Contrarian investing made easy

Contrarian investing made easy

The psychology of contrarian investors; Gauge the sentiment before acting 

The first thing is to make sure you understand the difference between contrarian investing and Fashion Contrarian investing.  These contrarian investment guidelines by no means encompass everything one needs to know about trading, but it can seriously help you become a better trader/investor.

Rule 1

All popular magazines, news articles and TV stations should be used only for obtaining information that you don’t plan on using; you use this information to find out what the masses are doing.   For example,  if they tell you its time to buy gold, its time to get ready to sell if they tell you the market looks like its going to crash, we are probably close to a bottom etc

 Rule 2

Spend time learning Technical Analysis; this is very important. We have just updated the investor tools section on our web page. There are many educational resources there now, so use them it cost you nothing and took us time to put them up. Free Trading Resources

 Rule 3

Have a plan. only fools buy or sell stocks without a plan. The plan should include profit targets on each and every trade, plus and this very important, an exit plan, in case the trade does not work out.

Rule No 4 

Do not deal with options it should be part of your investment plan but not your only plan. You are far better of playing futures if you are going to waste all your money on options only, futures are much cleaner, less slippage, less spread and you can get a feel for it because you can study the pattern of one market. I am not saying that everyone should get up and play futures, but if you are going to be a fool and play only options, then the wiser thing to do would be to learn futures and attempt to get in tune with one of the markets ie Dow futures. In addition, remember the saying “A fool and his money are soon parted”; having said that options are absolutely fabulous instruments to lock in spectacular profits.

Contrarian Investing No 5

With proper money management, one could lose his entire options portfolio and still walk away with a profit.

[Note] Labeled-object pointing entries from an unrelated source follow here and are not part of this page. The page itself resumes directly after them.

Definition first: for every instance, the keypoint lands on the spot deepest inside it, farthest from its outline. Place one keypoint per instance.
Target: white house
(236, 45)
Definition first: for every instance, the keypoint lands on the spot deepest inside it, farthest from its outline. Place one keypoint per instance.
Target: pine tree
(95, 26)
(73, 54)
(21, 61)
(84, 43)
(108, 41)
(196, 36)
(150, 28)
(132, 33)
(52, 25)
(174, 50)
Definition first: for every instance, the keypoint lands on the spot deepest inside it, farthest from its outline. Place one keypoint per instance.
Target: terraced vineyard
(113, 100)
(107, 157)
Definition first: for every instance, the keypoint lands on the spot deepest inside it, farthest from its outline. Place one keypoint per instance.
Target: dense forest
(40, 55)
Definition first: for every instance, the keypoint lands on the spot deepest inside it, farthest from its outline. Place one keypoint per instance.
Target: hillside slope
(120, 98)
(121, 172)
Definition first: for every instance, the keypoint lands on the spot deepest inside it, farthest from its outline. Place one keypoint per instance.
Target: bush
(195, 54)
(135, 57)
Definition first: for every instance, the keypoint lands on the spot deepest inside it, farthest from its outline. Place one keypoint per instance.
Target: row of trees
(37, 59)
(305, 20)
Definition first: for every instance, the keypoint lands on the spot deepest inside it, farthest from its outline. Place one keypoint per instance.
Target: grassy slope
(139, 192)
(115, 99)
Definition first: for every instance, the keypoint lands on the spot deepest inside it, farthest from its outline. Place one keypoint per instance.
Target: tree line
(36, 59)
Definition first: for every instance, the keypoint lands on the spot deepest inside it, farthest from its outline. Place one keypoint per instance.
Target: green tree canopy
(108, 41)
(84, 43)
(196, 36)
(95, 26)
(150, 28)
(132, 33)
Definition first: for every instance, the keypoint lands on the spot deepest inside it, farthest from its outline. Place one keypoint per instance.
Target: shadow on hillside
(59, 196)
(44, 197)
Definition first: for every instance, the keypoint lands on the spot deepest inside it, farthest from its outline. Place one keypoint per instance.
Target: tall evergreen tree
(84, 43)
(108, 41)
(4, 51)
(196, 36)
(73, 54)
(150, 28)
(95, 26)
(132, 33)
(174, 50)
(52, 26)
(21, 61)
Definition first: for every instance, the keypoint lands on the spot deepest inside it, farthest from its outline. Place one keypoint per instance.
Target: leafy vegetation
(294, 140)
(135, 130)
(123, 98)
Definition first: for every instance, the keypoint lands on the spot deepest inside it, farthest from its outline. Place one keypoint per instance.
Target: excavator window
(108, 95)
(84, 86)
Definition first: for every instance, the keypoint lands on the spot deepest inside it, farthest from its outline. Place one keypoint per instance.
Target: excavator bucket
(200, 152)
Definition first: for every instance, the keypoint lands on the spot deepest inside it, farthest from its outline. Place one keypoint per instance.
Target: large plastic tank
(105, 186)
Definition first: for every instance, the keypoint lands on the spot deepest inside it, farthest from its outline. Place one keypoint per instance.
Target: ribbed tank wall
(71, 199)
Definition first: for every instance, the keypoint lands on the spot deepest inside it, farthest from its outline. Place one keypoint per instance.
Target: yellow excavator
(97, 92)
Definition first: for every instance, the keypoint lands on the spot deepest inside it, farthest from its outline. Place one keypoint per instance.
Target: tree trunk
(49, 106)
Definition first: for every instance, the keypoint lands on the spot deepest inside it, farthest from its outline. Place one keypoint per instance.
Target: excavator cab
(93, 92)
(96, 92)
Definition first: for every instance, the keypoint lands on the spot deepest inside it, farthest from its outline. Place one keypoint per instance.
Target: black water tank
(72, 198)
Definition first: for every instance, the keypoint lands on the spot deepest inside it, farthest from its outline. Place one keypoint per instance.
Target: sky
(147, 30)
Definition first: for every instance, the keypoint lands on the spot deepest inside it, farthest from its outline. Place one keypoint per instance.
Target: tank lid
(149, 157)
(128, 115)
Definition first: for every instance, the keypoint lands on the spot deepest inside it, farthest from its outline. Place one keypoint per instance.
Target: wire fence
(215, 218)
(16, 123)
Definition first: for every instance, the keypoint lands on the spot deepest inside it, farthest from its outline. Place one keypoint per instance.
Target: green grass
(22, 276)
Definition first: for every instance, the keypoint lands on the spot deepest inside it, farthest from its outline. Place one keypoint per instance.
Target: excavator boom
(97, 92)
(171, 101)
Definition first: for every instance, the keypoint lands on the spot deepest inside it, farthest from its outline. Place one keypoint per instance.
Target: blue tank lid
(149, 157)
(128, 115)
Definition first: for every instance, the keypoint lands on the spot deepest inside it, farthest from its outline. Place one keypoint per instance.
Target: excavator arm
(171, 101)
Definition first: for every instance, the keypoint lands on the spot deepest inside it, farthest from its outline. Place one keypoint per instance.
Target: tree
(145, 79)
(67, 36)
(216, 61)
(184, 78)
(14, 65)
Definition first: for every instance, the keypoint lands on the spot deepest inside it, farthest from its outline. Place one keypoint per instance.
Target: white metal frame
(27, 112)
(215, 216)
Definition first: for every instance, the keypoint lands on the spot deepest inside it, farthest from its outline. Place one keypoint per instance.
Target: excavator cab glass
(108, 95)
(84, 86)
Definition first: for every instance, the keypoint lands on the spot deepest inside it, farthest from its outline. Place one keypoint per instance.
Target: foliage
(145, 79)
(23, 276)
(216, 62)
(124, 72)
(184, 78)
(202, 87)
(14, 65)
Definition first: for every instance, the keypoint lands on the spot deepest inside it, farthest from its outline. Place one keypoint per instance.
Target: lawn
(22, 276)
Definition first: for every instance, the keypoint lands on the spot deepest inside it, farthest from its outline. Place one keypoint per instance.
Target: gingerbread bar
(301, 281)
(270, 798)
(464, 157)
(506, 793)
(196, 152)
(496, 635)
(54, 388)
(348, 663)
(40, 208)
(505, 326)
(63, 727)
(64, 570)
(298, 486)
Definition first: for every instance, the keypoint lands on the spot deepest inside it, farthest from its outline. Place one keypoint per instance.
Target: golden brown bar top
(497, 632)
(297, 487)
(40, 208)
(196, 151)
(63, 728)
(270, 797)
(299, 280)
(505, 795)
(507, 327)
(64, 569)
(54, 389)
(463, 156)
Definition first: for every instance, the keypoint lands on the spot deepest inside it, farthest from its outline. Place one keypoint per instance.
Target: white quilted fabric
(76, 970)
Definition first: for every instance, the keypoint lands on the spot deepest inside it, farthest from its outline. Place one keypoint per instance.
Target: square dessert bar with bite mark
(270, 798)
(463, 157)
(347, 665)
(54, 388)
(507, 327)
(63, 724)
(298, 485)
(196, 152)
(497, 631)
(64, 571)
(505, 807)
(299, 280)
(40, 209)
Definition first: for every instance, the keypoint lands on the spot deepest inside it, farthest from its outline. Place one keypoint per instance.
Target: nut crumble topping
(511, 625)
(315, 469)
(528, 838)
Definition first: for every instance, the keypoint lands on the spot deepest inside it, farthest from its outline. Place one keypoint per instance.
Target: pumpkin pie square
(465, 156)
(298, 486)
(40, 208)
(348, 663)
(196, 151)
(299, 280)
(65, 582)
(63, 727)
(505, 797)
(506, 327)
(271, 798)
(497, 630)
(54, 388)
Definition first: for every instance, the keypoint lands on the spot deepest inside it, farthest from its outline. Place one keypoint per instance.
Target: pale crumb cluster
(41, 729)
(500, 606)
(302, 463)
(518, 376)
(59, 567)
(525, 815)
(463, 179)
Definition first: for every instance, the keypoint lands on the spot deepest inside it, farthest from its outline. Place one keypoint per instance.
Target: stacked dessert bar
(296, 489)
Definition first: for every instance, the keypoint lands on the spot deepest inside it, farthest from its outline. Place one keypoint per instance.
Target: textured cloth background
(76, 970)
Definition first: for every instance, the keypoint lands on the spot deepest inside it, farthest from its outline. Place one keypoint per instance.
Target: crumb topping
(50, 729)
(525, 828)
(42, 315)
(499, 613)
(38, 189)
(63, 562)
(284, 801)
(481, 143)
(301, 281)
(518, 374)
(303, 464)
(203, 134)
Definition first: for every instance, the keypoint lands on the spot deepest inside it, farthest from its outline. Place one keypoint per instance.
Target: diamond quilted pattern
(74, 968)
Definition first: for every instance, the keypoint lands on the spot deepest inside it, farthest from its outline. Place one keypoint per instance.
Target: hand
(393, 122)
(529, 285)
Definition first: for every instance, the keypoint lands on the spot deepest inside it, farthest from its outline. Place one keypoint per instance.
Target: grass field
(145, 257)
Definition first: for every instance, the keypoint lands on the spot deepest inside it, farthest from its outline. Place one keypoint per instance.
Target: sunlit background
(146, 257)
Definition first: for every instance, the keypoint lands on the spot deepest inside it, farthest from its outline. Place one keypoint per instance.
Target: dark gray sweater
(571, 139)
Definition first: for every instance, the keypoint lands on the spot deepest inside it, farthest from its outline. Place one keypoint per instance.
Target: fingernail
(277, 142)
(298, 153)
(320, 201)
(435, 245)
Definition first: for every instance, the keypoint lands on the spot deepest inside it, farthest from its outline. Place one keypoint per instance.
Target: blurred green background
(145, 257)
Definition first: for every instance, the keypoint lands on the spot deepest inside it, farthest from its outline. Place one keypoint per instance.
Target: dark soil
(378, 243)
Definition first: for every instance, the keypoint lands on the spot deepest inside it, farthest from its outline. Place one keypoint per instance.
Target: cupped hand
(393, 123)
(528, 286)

We will use a 100K portfolio for this example

10% is 10K

Okay, you lose the entire 10K by playing options idiotically.

Now you play nice and safely with the other 90K and you make 30% for the year. Don’t say it’s not possible; all of you who have long-term positions in Gold is up more than 30% this year alone. Just catch the major trend and follow it. So you make 27K so you know have a total of 117K, but let’s say you make only 20% that brings the total to 108K, you could even make 15% and still walk away with a profit.

The key here is that you live to fight again and then you can take some of these profits and play options once more

The most important factor to remember is that all stock market crashes or strong corrections should be viewed through a bullish lens from a long-term perspective.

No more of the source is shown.